L’art. 1453 c.c., che regola la risoluzione del contratto per inadempimento, evidenzia che una volta venuto meno l’interesse all’adempimento, le parti possono risolvere il contratto, cessando ogni obbligazione ulteriore (compresa l’applicazione della penale per ritardo).

Le pronunce dei giudici di merito e l’intervento della Suprema Corte

Il Tribunale di Reggio Emilia, con sentenza di rigetto dell’opposizione a decreto ingiuntivo, aveva ridotto l’importo della penale giornaliera da euro 500 a euro 200, ritenendola eccessiva, e aveva liquidato l’importo complessivo dovuto in euro 27.200,00.

La Corte d’appello di Bologna aveva accolto l’appello incidentale della società I., escludendo ogni penale per il periodo successivo al 31 luglio 2010, sul presupposto che da quella data l’inadempimento fosse divenuto definitivo.

La Cassazione ha tuttavia rilevato che l’appello incidentale di I. risultava rinunciato e che, pertanto, la Corte d’appello non avrebbe potuto limitare l’applicazione della penale al solo periodo anteriore al 31 luglio 2010. La sentenza della Corte d’Appello è stata pertanto cassata con rinvio.

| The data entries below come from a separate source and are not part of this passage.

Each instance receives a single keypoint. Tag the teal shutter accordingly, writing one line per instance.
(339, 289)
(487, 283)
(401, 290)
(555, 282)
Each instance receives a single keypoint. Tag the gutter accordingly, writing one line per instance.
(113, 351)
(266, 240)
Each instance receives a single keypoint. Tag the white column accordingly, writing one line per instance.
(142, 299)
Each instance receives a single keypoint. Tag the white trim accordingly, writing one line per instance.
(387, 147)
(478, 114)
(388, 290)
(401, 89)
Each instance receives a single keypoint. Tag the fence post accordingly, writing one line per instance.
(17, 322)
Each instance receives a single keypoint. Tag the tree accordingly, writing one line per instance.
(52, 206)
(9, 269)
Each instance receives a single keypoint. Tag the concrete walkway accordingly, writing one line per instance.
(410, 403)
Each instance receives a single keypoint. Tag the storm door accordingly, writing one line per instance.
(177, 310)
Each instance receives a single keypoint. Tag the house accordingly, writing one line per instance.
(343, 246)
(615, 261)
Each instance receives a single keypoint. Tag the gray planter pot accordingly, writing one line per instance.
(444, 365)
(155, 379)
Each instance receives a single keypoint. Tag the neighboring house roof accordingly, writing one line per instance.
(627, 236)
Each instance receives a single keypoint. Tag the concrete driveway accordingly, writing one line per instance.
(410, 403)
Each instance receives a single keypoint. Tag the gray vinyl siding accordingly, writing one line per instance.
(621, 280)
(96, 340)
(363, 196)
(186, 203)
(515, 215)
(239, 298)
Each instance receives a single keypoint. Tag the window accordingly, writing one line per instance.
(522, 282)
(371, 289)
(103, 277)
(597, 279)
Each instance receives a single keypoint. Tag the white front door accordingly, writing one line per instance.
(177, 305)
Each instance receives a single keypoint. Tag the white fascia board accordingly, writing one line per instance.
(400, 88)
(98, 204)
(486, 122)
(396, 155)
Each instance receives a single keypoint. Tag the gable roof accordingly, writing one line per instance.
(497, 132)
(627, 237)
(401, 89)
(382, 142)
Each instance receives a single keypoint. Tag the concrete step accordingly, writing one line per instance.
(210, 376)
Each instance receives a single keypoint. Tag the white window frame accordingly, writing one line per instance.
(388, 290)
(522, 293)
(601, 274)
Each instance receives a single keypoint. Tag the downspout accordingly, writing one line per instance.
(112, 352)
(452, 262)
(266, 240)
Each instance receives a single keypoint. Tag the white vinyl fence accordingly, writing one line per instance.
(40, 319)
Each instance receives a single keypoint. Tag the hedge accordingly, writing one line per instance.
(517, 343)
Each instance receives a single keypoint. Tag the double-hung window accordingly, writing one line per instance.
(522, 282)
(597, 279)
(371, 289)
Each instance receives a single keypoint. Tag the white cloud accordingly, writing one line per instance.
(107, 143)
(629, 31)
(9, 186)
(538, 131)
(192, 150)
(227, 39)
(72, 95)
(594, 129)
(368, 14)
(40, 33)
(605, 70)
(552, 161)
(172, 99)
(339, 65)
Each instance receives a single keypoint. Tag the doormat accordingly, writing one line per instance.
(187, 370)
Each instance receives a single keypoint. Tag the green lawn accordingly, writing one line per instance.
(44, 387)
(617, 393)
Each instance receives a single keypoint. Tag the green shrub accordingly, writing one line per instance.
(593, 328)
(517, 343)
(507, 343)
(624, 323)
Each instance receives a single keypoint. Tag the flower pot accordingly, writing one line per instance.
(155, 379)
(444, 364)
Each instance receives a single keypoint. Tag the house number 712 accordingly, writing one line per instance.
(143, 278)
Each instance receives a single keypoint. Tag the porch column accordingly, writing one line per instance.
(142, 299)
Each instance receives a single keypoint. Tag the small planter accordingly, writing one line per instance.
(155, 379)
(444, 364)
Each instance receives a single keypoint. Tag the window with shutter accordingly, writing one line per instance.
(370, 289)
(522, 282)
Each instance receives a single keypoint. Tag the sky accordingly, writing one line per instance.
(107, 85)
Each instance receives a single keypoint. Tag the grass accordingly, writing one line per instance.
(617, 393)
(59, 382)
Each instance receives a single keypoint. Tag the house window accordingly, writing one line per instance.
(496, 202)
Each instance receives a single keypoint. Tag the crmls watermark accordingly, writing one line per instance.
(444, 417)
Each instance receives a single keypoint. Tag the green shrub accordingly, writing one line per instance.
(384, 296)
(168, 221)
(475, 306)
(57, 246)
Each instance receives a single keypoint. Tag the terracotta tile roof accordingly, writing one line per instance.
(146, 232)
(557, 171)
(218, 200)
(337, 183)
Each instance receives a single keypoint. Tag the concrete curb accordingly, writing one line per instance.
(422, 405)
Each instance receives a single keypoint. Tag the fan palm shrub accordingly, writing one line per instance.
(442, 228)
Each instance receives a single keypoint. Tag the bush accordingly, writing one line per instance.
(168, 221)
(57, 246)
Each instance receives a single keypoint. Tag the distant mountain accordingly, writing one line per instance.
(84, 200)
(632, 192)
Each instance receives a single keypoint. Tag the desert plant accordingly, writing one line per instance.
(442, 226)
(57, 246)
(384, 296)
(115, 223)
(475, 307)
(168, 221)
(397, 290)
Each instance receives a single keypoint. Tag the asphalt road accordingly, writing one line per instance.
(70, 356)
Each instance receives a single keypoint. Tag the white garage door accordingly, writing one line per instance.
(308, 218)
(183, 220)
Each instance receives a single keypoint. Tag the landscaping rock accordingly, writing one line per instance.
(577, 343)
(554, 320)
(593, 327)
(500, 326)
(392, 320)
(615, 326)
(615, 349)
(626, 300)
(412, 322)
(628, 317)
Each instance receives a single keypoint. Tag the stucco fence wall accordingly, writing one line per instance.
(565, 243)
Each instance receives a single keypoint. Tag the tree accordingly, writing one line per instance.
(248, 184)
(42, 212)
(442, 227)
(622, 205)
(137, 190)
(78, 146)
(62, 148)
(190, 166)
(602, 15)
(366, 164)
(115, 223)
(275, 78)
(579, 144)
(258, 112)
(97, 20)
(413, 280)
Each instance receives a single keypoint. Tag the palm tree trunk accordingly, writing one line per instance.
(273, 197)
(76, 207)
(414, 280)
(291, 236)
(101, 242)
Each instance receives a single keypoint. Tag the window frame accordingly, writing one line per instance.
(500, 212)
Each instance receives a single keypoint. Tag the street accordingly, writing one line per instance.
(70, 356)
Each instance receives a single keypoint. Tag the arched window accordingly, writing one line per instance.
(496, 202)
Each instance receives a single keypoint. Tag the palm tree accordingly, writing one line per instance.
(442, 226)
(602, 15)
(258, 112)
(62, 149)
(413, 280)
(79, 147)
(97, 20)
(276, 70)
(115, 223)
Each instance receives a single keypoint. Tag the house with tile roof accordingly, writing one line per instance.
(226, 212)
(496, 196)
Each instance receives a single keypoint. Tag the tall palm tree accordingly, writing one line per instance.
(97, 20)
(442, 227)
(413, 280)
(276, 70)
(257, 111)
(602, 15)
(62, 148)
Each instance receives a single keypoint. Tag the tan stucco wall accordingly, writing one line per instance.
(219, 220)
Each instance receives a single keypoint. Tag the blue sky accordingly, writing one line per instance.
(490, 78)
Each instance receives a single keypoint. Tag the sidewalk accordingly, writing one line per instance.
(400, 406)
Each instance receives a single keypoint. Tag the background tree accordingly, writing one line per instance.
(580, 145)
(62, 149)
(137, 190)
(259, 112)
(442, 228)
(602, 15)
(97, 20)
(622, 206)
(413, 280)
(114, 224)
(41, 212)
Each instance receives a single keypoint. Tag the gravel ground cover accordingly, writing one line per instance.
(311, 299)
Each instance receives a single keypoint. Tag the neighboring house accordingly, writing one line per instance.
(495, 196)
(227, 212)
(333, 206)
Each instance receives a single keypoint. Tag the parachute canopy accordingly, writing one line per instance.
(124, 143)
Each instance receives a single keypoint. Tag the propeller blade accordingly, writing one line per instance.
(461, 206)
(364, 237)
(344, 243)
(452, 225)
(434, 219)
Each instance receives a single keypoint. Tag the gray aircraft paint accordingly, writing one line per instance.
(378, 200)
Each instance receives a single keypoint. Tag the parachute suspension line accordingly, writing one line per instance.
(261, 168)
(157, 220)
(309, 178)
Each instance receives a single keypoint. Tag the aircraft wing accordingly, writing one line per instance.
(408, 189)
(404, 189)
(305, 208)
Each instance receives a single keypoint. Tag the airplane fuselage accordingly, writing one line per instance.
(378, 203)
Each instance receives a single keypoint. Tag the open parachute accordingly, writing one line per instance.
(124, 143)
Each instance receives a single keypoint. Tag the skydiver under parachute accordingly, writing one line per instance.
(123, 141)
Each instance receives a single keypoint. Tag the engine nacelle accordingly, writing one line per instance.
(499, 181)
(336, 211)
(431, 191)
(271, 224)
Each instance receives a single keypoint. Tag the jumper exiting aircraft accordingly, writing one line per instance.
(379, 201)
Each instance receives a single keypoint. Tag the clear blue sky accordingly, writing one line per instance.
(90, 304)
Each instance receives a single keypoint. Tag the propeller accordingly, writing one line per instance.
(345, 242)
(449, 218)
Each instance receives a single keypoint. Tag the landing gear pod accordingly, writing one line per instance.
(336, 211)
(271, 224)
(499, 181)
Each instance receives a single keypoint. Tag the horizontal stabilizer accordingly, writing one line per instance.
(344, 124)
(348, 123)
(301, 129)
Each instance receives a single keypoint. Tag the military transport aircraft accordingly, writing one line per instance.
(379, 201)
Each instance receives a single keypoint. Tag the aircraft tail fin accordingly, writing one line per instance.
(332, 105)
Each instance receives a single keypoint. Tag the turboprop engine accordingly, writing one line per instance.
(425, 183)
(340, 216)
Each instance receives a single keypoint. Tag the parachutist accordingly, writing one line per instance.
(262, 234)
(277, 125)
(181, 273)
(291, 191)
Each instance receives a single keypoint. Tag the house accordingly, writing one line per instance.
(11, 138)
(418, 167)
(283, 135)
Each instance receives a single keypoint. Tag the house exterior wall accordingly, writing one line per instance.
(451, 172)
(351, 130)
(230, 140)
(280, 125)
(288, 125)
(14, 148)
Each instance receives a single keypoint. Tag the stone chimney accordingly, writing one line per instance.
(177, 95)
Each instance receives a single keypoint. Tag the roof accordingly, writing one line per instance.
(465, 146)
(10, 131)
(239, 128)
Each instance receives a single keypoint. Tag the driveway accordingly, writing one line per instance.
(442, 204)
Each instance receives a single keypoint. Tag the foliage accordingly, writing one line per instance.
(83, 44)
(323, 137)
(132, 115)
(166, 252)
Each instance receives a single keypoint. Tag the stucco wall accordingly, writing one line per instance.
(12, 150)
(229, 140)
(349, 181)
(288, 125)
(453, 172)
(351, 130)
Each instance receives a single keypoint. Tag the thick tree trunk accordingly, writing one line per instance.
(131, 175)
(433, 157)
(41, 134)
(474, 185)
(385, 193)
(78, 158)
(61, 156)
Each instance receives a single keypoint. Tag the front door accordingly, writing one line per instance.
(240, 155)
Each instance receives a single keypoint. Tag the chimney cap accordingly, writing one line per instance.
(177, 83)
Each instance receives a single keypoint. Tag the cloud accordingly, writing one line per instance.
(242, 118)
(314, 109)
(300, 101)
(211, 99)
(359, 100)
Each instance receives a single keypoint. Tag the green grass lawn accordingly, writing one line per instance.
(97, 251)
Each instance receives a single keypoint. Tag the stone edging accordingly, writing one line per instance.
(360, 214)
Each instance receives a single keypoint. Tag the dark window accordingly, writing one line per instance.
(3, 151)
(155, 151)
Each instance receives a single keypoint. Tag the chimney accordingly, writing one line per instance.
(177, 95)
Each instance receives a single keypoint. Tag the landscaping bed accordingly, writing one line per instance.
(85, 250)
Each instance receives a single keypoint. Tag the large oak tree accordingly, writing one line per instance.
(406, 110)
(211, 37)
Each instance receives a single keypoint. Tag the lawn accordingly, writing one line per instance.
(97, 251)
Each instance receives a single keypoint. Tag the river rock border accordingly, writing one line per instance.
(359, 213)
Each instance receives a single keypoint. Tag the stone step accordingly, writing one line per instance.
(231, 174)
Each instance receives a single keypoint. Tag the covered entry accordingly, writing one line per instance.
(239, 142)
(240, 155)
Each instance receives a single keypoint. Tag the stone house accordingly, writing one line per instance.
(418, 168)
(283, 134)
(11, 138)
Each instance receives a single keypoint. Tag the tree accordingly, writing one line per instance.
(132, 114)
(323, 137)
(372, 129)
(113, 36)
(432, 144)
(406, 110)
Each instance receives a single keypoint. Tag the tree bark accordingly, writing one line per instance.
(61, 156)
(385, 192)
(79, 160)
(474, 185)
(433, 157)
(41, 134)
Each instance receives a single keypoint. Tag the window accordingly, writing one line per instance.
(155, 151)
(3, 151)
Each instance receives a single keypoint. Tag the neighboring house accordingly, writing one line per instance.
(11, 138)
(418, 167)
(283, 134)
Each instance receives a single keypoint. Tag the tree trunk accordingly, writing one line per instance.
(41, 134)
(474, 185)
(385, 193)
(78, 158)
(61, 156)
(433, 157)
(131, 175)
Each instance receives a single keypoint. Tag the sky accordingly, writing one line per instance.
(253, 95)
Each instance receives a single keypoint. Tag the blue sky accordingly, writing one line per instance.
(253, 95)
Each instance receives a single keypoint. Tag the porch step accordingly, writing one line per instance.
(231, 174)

Clausola penale e buona fede nell’esecuzione del contratto

Ulteriore profilo affrontato è quello della buona fede nell’esecuzione del contratto. La società I. aveva eccepito che la richiesta di penale fosse contraria a buona fede, in quanto E. avrebbe prestato acquiescenza alla mancata stipula.

Il Tribunale ha respinto l’eccezione, ritenendo che la richiesta di pagamento della penale fosse espressione legittima della facoltà contrattualmente prevista.

Anche sotto questo profilo, la giurisprudenza conferma che l’esercizio di un diritto pattuito non può essere ritenuto abusivo, salvo prova concreta di comportamento elusivo o scorretto. Tuttavia, una volta accertato l’inadempimento definitivo, la pretesa di penale per ritardo può risultare infondata, poiché non più giustificata dalla permanenza dell’obbligazione principale.